Nanau tells Variety: “The cultural sector in Romania is basically on the brink of bankruptcy because, in comparison with other European states, [the government] did not implement any mechanism to save Romanian culture, [which includes] independent theaters, actors, and most of all, the cinema industry.

“So, it would be very wrong, from my side, to go and let them pin a medal on my chest, effectively saying that, ‘Actually, Romanian culture is doing fine.’ It wouldn’t be fair towards my colleagues. Especially after, you know…I did a film about how the state crushes its citizens.”

As an example of the problems besetting the Romanian biz, he highlights the fact that the RFC, which is obliged by law to have two financing rounds per year, had none in 2020.

“They have to find a mechanism to support this important industry during the pandemic,” Nanau says. “All I ask is, please, let’s have a national dialogue. Let’s use this day of culture to find solutions, in order to keep the cultural sector alive.”

The director adds that he isn’t worried such outspoken criticism might lead to a withdrawal of Oscar campaigning support from the RFC, which is a government-controlled institution.

“I’m not concerned, because we’re working for the same cause, basically. And they already committed their support publicly. The Minister of Culture [Bogdan Gheorghiu] was very open and honest. And I think, in the end, it’s a national project,” explains Nanau.

That said, the Ministry of Culture’s initial response to the filmmaker’s medal rebuff has been predictably hostile. “They said, ‘We supported you, we supported the campaign for the film, how dare you!’” the director says.

“But’s not about me. I don’t want to pick fights with politicians. They’re diverting the discussion to, ‘What does he want from us?’ Instead of saying, ‘Okay, let’s get to work and find solutions.’”

The news emerges as “Collective” continues to pick up steam with critics and awards bodies. A real-life investigative thriller in the vein of “Spotlight” and “All The President’s Men,” “Collective” follows a team of dogged journalists at a Romanian sports newspaper as they gradually uncover shocking, widespread government corruption in the aftermath of the deadly nightclub fire.
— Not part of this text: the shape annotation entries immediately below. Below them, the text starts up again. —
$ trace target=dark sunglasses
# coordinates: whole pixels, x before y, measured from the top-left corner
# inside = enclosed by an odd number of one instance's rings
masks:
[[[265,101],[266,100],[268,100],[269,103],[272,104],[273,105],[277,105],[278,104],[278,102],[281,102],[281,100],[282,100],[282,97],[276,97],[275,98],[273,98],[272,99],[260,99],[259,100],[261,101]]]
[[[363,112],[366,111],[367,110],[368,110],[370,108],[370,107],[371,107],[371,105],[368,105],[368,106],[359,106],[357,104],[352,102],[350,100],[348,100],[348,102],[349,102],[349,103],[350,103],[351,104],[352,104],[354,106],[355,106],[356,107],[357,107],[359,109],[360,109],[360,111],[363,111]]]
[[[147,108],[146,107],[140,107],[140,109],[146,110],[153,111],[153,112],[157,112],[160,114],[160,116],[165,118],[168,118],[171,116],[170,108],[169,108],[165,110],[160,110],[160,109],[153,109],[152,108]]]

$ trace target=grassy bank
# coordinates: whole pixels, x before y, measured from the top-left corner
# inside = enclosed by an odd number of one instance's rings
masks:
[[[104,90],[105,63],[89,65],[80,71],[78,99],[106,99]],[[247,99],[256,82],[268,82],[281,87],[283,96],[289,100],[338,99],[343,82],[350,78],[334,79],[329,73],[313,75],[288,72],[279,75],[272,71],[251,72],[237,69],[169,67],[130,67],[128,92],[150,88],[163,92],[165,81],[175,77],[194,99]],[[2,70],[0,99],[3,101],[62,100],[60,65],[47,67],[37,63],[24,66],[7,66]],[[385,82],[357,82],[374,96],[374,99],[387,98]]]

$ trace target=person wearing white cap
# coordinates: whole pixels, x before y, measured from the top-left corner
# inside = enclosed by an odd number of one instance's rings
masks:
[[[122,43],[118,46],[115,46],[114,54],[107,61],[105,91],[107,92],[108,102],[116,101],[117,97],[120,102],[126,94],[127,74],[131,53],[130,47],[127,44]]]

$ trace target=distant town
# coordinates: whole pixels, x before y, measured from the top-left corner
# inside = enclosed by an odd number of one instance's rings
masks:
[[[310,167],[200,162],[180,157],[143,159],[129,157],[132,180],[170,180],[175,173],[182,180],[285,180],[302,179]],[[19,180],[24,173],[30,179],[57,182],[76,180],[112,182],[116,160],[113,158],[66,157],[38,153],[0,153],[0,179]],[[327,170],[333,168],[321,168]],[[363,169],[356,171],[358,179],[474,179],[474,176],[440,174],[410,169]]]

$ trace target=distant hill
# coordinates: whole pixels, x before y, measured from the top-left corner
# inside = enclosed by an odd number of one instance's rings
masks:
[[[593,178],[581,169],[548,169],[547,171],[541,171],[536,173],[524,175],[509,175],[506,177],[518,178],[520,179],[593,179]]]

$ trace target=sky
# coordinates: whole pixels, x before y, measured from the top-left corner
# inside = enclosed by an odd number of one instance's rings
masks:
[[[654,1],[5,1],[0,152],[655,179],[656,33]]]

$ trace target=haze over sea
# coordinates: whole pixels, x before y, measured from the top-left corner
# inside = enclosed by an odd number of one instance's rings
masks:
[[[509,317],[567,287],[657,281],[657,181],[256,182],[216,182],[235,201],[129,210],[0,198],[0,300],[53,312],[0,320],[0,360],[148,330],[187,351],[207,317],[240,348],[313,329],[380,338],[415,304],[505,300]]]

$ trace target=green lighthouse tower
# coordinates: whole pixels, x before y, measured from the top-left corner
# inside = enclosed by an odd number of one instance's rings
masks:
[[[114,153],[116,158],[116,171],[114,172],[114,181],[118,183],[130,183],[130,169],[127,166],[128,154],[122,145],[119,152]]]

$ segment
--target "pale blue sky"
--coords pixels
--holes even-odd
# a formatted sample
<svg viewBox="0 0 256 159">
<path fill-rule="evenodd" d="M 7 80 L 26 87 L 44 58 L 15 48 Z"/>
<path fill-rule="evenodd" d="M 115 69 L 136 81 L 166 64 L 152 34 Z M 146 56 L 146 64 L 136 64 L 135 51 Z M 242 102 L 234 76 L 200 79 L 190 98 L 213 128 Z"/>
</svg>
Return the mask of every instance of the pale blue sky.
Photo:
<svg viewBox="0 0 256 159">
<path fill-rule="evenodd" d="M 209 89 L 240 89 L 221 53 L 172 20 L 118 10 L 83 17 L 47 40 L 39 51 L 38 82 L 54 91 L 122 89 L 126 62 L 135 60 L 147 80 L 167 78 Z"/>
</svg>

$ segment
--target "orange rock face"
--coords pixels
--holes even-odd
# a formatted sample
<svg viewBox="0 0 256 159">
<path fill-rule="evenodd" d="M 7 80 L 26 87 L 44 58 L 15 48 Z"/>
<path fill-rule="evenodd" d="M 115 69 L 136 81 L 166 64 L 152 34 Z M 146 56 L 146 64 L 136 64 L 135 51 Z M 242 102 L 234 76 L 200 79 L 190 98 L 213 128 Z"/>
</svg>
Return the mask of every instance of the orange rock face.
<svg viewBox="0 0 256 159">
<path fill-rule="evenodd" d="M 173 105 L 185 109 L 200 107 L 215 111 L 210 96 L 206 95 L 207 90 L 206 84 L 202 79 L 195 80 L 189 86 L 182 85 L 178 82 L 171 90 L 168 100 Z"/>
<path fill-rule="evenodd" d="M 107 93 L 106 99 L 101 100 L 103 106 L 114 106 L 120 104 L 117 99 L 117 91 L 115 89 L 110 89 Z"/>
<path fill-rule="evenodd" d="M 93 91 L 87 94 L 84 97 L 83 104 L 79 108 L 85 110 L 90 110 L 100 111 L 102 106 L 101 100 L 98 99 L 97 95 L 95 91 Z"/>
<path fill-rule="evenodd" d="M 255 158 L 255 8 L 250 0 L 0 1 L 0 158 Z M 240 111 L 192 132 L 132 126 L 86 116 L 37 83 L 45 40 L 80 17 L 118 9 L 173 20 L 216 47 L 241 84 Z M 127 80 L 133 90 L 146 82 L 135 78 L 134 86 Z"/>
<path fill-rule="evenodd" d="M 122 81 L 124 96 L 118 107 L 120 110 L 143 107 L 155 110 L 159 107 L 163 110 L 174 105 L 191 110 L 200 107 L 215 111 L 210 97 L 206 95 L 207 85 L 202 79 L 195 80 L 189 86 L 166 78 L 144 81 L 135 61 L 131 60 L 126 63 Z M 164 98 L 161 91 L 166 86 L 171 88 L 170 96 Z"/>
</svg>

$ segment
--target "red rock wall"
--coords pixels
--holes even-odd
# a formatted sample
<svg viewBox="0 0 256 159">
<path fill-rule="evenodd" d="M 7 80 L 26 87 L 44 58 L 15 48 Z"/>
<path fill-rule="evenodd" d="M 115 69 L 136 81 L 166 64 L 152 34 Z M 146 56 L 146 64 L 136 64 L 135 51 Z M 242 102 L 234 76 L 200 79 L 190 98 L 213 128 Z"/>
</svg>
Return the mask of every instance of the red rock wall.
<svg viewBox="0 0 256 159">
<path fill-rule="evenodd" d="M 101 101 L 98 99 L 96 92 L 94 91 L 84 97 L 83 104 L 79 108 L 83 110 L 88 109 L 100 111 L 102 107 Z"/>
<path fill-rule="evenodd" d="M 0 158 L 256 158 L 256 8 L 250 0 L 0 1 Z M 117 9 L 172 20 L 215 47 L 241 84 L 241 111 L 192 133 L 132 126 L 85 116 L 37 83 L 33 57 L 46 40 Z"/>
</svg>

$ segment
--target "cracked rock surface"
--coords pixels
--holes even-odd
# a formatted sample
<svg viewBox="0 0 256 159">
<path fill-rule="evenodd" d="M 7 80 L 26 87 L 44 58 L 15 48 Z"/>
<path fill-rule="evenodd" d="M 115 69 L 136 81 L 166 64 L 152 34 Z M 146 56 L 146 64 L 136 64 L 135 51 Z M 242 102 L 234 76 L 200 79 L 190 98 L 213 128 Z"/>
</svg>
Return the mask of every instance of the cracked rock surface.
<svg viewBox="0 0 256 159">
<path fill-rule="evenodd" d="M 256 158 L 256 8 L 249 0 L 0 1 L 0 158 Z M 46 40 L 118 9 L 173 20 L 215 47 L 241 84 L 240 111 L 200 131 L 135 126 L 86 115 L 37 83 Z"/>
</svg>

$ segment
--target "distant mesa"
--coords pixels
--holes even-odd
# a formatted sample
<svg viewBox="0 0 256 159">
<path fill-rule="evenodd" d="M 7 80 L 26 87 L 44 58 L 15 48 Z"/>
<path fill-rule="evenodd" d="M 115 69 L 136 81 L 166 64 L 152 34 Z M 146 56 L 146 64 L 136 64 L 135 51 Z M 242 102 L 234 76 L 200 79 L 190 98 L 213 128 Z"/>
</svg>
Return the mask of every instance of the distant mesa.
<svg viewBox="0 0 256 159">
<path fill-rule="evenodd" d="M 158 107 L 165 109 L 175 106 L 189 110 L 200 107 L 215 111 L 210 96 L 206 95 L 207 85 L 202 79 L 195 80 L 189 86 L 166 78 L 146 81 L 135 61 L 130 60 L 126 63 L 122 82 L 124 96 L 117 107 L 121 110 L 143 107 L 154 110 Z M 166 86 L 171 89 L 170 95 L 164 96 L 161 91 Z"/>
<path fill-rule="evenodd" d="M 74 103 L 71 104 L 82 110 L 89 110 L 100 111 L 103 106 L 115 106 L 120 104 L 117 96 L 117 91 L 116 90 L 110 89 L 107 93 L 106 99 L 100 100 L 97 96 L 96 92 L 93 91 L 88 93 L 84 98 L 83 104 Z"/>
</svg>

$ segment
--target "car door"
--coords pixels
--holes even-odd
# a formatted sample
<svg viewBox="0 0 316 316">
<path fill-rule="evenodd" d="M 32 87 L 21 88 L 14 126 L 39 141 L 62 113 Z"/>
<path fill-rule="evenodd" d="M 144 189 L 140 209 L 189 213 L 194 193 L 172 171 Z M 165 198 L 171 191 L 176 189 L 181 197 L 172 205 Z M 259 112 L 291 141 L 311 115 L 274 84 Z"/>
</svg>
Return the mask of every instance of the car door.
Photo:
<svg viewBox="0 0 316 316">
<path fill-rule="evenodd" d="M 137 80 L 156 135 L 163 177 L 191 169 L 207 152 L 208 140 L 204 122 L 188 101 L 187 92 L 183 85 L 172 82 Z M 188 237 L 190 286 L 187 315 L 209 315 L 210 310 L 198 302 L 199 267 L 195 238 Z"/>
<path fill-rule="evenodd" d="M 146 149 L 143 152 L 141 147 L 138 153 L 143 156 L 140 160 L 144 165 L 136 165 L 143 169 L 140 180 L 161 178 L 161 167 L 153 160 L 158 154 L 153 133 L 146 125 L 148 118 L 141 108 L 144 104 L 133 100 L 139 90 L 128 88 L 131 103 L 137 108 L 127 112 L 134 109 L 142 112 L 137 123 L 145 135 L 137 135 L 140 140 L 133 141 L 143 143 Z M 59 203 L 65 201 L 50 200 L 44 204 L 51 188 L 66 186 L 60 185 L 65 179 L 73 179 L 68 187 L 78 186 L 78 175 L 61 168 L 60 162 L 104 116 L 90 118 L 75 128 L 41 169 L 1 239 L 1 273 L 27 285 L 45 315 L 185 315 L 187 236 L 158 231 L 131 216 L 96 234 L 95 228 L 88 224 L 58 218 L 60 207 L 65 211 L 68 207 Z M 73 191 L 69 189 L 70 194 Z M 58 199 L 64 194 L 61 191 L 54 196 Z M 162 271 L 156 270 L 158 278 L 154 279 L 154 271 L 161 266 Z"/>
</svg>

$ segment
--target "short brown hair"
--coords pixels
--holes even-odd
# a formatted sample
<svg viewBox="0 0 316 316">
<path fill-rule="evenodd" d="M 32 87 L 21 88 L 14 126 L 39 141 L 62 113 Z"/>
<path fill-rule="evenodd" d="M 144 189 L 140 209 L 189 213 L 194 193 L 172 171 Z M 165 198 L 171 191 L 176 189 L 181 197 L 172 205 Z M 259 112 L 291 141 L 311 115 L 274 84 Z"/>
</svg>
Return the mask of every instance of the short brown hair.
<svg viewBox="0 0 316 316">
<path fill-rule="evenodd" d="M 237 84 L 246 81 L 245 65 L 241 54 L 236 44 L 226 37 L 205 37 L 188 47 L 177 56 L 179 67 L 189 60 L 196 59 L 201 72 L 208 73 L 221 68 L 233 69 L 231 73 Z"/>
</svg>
After world premiering at the Venice Film Festival in 2019, Magnolia Pictures and Participant acquired the movie’s North American rights, positioning the film for a 2020 launch and awards run, while Dogwoof snagged international rights.

Among its accolades, the doc was last week named best foreign language film by the National Society of Film Critics and picked up the best documentary prize at last month’s European Film Awards. Critics have been equally impressed: Variety sister publication Rolling Stone named “Collective” the best film of 2020 and it holds a 99% approval rating on Rotten Tomatoes.

Nanau’s profile has grown in tandem with the film’s acclaim. As revealed by Variety last month, Cinetic Media has signed the writer-director for management, representing him across both scripted and unscripted film and television. The acclaim for “Collective” comes after Nanau won an International Emmy Award in 2010 for his documentary “The World According to Ion B.”